According to new research by Edison Research as part of its Share of Ear report, 30% of all audio listening in the U.S. is now being done on a mobile device by those aged 13 and older. This is an increase of 67% since 2014 when Edison began tracking audio consumption among Americans.
While listening to traditional AM/FM radio still accounts for the largest share of audio consumed, the gap between traditional radio and mobile devices is closing. In 2014, 31 percentage points separated the two; in 2021 the two are only separated by two percentage points.
Among younger age groups, audio consumption through mobile devices has already surpassed traditional radio receivers. Among those aged 13 to 34, 46% of total daily audio consumption is done on a mobile device while 20% is done on a traditional AM/FM radio receiver.

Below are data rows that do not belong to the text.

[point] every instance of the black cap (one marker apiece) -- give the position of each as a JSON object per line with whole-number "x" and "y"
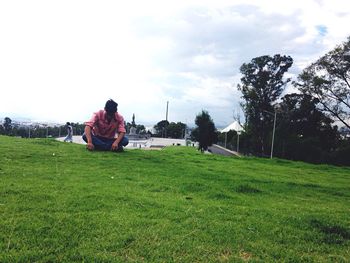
{"x": 111, "y": 106}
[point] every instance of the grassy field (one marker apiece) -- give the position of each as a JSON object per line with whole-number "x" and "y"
{"x": 59, "y": 202}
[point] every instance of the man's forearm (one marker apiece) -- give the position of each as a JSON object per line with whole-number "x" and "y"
{"x": 120, "y": 137}
{"x": 88, "y": 134}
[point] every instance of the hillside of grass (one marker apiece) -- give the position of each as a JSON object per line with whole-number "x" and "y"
{"x": 60, "y": 202}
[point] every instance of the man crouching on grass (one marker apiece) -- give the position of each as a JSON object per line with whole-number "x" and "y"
{"x": 106, "y": 130}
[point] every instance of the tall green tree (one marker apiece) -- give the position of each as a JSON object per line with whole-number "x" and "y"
{"x": 305, "y": 132}
{"x": 328, "y": 80}
{"x": 176, "y": 130}
{"x": 160, "y": 128}
{"x": 205, "y": 133}
{"x": 261, "y": 86}
{"x": 7, "y": 125}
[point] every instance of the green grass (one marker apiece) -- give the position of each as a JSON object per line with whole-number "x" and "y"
{"x": 59, "y": 202}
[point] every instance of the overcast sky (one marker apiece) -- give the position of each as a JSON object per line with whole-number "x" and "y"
{"x": 61, "y": 60}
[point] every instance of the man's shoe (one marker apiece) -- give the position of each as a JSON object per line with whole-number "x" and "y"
{"x": 120, "y": 149}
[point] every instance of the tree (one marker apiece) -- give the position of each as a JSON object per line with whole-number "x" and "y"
{"x": 205, "y": 133}
{"x": 176, "y": 130}
{"x": 305, "y": 132}
{"x": 261, "y": 85}
{"x": 161, "y": 127}
{"x": 328, "y": 80}
{"x": 7, "y": 125}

One potential reason: the coronavirus pandemic caused many Americans to spend more time consuming audio at home in 2020 and less time consuming in-car audio, which has been the prime location for listening to a traditional AM/FM receiver.
“Mobile devices, particularly of course the phone, have been gaining on the traditional radio receiver as the primary listening device for as long as we have been measuring Share of Ear, but with the disruptions of the last year the gap has narrowed dramatically,” said Edison Research President Larry Rosin. “As fewer people have a standard radio receiver in their homes these days, naturally more listening comes through digital devices.”

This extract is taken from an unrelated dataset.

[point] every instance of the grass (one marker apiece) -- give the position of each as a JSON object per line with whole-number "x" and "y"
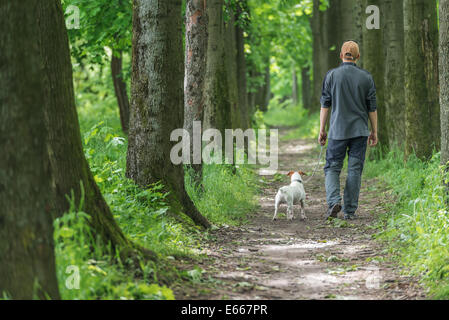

Edison noted that these statistics speak to the device only, not the audio product being delivered by the device. This is important to clarify because mobile devices can deliver a wide range of audio products, including radio station programming, the report said.
Edison plans to conduct additional data analysis later this year to see if these audio habits remain in a post-quarantine world.
The Share of Ear study is released quarterly and is designed to be a nationally representative study of Americans aged 13 and older to measure their time spent listening to audio sources. The research study asks respondents to complete a 24-hour diary of their audio listening on an assigned day with diaries completed both online and by mail.